Using neural architecture search to automate multimodal modeling for prohibited item detection

Hello! My name is Daiki (Twitter: @dkumazaw), and I am a software engineer intern in the AI Engineering team. Today, I would like to share how we reduced our engineering workload by utilizing multimodal neural architecture search (NAS) for prohibited item detection tasks.

The essentials

  • With more than 10 million monthly active users and growing, our marketplace faces increasing demand to identify and preemptively remove listings that violate our platform’s terms of service
  • We are tasked with developing ML-based violation detection systems that leverage multiple modalities of available data to attain high precision
  • In building such multimodal ML systems, there were two challenges: (1) less is known about the best practices for multimodal modeling than single modality settings, and (2) the ever-changing nature of regulations necessitates a scalable approach to build new models
  • We developed a DARTS-like NAS system to automate designing a multimodal neural network architecture
  • This reduced time-to-production of a new model from a few months to a few weeks

Figure 1. Proposed method and baseline architecture

Task at hand

With more than 10 million monthly active users utilizing the Mercari marketplace, a large number of items are posted on our platform for sale every day. A fraction of these items, however, violate our platform’s terms of service and should not be listed on the market. Although these items should be immediately removed, with the finite customer support capacity, it is impractical for us humans to go through all listings and detect these violations.

To tackle this problem, our team has been developing ML-based methods to detect prohibited items. Since falsely removing compliant items will lead to a poor user experience, our models need to attain the highest possible precision. Thus, we hope to leverage the multiple modalities of data available to us, including item images, text descriptions, prices, and so forth.

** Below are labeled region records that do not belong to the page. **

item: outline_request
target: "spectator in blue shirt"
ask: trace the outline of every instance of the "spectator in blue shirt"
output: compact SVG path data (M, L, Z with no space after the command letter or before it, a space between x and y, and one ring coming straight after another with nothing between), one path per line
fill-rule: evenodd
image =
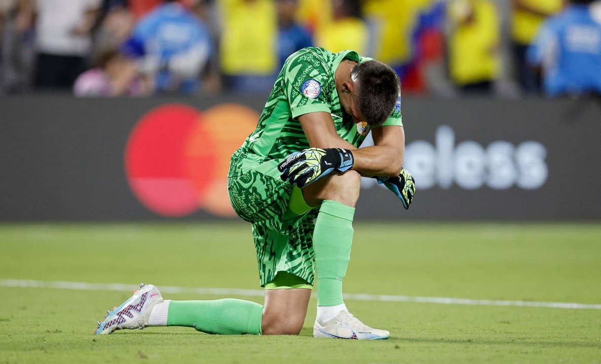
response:
M140 57L142 70L153 74L156 91L196 92L200 76L215 53L209 29L175 0L140 19L123 50Z
M543 23L528 61L542 67L548 96L601 94L601 20L591 12L594 1L570 2Z
M276 0L278 11L278 59L279 68L288 56L305 47L313 47L311 34L296 23L294 17L298 0Z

However, unlike single modality settings such as image classification where off-the-shelf networks like ResNet achieve relatively high performance, less is known about the best practices for multimodal modeling. This leads to more challenges in the modeling process.

Moreover, violation categories change over time owing to changes in Mercari’s terms of service as well as external regulations, which necessitates a scalable method to quickly build new models whenever violation categories are altered or added. This led us to develop and utilize an AutoML-like system that can quickly build a performant multimodal architecture.

Our approach

Our proposed system utilizes neural architecture search (NAS). As the growing body of literature has shown in the past few years, NAS-based methods are known to discover neural network architectures that often perform better than models designed by humans.

The proposed system and the baseline method against which we validate our proposed system are as shown in Figure 1. The baseline network replicates a violation detection model already deployed for one violation category. In the proposed system, we adopted a DARTS-like differentiable architecture search as our architecture optimization strategy because of its relatively low search cost and simple implementation.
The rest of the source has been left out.